First, if you can fix func (are allowed to modify its source), then fix it. If its computations can be done with pointers, then do them with pointers and return pointers. Sometimes, there are valid reasons to work with addresses as integers (e.g., dealing with alignment issues in special code). In that case, change func to use the intptr_t type (defined in stdint.h). The intptr_t type is designed for treating pointers as integers when necessary. Preferably, func should convert the intptr_t to a pointer when returning it, so the return type of func would be a pointer (to something, perhaps pointer-to-some_struct, perhaps pointer-to-void).
If you cannot fix func, then you can use casts to tell the compiler that you intend to do the conversions that are being performed. However, this particular error message is telling you that you are not merely converting an integer to a pointer, but that you are converting an integer of one size (e.g., four bytes) to a pointer of another size (e.g., eight bytes). It is likely this code was originally written for a system where the integer type of func was the same size as the pointer type, but you are now compiling on a system where the pointer type is larger, but the size of the integer type is unchanged.

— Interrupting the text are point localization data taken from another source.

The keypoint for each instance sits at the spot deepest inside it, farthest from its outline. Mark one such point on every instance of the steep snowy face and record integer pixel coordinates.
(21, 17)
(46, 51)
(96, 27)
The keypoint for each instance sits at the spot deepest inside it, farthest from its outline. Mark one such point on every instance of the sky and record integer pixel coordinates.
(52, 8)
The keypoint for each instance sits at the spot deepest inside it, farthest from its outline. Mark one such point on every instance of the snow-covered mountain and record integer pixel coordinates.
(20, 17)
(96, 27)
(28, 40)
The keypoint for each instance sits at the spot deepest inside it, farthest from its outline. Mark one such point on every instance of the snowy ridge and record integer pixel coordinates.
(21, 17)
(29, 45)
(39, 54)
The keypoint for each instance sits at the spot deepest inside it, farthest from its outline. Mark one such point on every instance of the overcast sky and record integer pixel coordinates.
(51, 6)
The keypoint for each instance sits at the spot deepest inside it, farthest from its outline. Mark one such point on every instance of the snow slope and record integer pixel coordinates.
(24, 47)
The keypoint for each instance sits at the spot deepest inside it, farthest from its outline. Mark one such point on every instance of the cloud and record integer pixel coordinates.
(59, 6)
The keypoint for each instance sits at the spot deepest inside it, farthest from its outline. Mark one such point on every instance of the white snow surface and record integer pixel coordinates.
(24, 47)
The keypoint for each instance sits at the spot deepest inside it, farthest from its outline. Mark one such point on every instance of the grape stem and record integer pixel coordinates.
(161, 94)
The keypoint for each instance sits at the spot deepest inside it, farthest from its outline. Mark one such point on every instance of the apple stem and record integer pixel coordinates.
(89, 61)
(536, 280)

In that case, you must ensure that the computation performed by func works in the new architecture. If it is returning only a 32-bit value, will that always hold the correct value. That is, nothing will be lost by the missing high 32 bits? No address that func should calculate ever exceeds the maximum value of the integer type it uses? If func is using signed integer types, consider the sign bit too.
If you have ensured that the value returned by func is correct, then you can use explicit casts, such as:
some_struct *ptr = (some_struct *) (intptr_t) func();.